Blog: Designing Cluster Randomized Trials to Evaluate Programs

Posted on May 25, 2016 by  in Blog

Associate Professor, Education, Leadership, Research, and Technology, Western Michigan University

The push for rigorous evaluations of the impact of interventions has led to an increase in the use of randomized trials (RTs). In practice, it is often the case that interventions are delivered at the cluster level, such as a whole school reform model or a new curriculum. In these cases, the cluster (i.e., the school), is the logical unit of random assignment and I hereafter refer to these as cluster randomized trials (CRTs).

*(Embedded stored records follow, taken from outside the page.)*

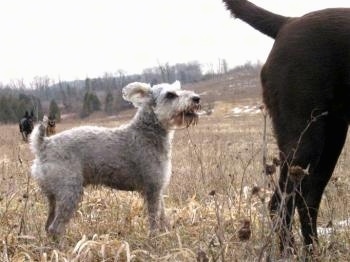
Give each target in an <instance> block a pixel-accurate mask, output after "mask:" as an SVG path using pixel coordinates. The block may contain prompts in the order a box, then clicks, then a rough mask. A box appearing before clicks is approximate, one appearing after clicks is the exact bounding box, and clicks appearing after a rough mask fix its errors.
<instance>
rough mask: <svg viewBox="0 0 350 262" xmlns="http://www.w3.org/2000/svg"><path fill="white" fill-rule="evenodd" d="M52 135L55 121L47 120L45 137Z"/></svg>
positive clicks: (55, 124) (54, 132)
mask: <svg viewBox="0 0 350 262" xmlns="http://www.w3.org/2000/svg"><path fill="white" fill-rule="evenodd" d="M54 134H56V120H55V119H50V118H49V121H48V122H47V127H46V136H52V135H54Z"/></svg>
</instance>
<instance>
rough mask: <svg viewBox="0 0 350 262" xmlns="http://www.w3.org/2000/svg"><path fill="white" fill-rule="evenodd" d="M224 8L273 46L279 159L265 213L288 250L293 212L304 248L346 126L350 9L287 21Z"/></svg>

Designing a CRT is necessarily more complex than a RT for several reasons. First, there are two sample sizes, i.e., the number of students per school and the total number of schools. Second, the greater the variability in the outcome across schools, the more schools you will need to detect an effect of a given magnitude. The percentage of variance in the outcome that is between schools is commonly referred to as the intra-class correlation (ICC). For example, suppose I am testing an intervention and the outcome of interest is math achievement, there are 500 students per school, and a school level covariate explain 50 percent of the variation in the outcome. If the ICC is 0.20 and I want to detect an effect size difference of 0.2 standard deviations between the treatment and comparison conditions, 82 total schools, or 41 treatment and 41 comparison schools, would be needed to achieve statistical power equal to 0.80, the commonly accepted threshold. Instead, if the ICC is 0.05, the total number of schools would only be 24, a reduction of 54. Hence an accurate estimate of the ICC is critical in planning a CRT as it has a strong impact on the number of schools needed for a study.

The challenge is that the required sample size needs to be determined prior to the start of the study, hence I need to estimate the ICC since the actual data has not yet been collected. Recently there has been an increase in empirical studies which seek to estimate ICCs for different contexts. The findings suggest that the ICC varies depending on outcome type, unit of the clusters (i.e., schools, classrooms, etc.), grade and other features.

Resources have started popping up to help evaluators planning CRTs find accurate estimates of the ICC. Two widely used in education include:

  1. The Online Variance Almanac:
  2. The Optimal Design Plus Software:*

*Note that Optimal Design Plus is a free program that calculates power for CRTs. Embedded within the program is a data repository with ICC estimates.

In the event that empirical estimates are not available for your particular outcome type a search of the relevant literature may uncover estimates or a pilot study may be used to generate reasonable values. Regardless of the source, accurate estimates of the ICC are critical in determining the number of clusters needed in a CRT.